Lemon Curd is a thick, soft and velvety jam like sauce that has a wonderful tart yet sweet citrus flavor. I love it as a spread for scones, but it can also be used as a filling for tarts, pies and cakes.
It is also delicious as a filling for crepes or spread onto a toasted English muffin. Folding some into a batch of buttercream will make a delicious lemon frosting for a cake and plain lemon curd can also be used as a sauce on the side for any number of desserts.
Lemon curd has to be made with fresh lemons. Do not use imitation lemon juice that comes in a bottle. When choosing lemons look for ones that are fragrant with brightly colored, oily yellow skins. The best ones are firm, plump and heavy for their size.
Some of my readers know I have a Meyer lemon tree that yielded quite a few lemons this year. With this bounty, I thought about making my own lemon curd instead of buying it, as I usually do. I also thought that a lemon curd make with Meyer lemons would be even better because of their flavor. A cross between a lemon and a mandarin orange, the Meyer lemon has smooth golden skin the color of a fresh egg yolk. It also has a thin edible rind, a high volume of juice and none of the tartness of a regular lemon.
I looked at quite a few recipes for making homemade lemon curd and they varied quite a bit from multiple steps to using extra egg yolks and straining the mixture. I am not one for complicated recipes and when I found Ina Garten’s recipe, I knew that was the one I would try first. I don’t have to look any further.
Meyer Lemon Curd
Adapted from Ina Garten’s recipe from the Barefoot Contessa cookbook.
Ina’s recipe uses extra large eggs but I never buy them. I used large eggs and the curd came out just fine. If you do not have access to Meyer lemons, regular lemons will work but you will need an extra lemon for the juice.
- 3 Meyer lemons
- 1 1/2 cups sugar
- 1/4 pound unsalted butter, at room temperature
- 4 large eggs
- 1/2 cup lemon juice (3 to 4 lemons)
- 1/8 teaspoon kosher salt
Use a potato peeler to remove the zest of 3 Meyer lemons. Be careful to avoid the white pith when removing the peel.
Put the zest in a food processor fitted with the steel blade. Add the sugar and pulse until the zest is very finely minced into the sugar.
In the large bowl of an electric mixer cream the butter. Then beat in the lemon sugar mixture.

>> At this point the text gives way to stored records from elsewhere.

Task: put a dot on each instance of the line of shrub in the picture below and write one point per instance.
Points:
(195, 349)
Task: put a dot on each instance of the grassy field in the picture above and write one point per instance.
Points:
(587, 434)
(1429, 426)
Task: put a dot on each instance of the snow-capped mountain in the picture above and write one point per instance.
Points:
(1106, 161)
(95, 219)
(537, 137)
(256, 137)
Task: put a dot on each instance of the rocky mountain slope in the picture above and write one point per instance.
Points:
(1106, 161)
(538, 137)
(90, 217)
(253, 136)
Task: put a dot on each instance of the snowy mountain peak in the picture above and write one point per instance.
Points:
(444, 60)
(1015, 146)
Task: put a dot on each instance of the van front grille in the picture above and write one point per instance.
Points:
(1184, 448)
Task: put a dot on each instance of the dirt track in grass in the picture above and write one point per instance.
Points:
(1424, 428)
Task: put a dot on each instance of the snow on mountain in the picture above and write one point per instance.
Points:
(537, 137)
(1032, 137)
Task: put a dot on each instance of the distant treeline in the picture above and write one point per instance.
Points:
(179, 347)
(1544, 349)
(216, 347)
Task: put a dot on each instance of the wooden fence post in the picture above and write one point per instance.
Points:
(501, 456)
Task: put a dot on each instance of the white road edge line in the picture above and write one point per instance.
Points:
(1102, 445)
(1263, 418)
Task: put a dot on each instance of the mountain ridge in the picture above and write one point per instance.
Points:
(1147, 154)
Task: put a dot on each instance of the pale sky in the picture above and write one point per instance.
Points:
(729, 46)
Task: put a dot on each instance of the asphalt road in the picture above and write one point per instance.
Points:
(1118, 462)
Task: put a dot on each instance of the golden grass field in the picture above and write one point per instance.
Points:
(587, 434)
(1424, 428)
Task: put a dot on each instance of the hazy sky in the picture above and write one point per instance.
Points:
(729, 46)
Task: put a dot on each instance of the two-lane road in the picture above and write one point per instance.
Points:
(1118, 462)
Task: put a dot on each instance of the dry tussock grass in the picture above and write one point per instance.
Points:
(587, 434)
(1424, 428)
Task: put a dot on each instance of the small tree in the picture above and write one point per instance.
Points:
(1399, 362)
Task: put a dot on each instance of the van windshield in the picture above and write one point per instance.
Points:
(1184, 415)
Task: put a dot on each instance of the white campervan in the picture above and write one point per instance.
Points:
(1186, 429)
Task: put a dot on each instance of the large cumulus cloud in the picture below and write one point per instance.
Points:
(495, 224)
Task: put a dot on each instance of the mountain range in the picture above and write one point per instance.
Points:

Add the eggs, one at a time. Then add the lemon juice and a large pinch of salt. Mix until combined.
Don’t worry if the mixture looks curdled, once it is heated, the mixture will smooth out.
Pour the mixture into a 2 quart saucepan and cook over low heat until thickened (about 10 minutes), stirring constantly. The lemon curd will thicken at about 170 degrees F, or just below simmer.
Remove the pan from the heat and cool. Pour the lemon curd into a covered bowl and refrigerate. You can also divide the curd into smaller containers and freeze them. The curd thaws quickly.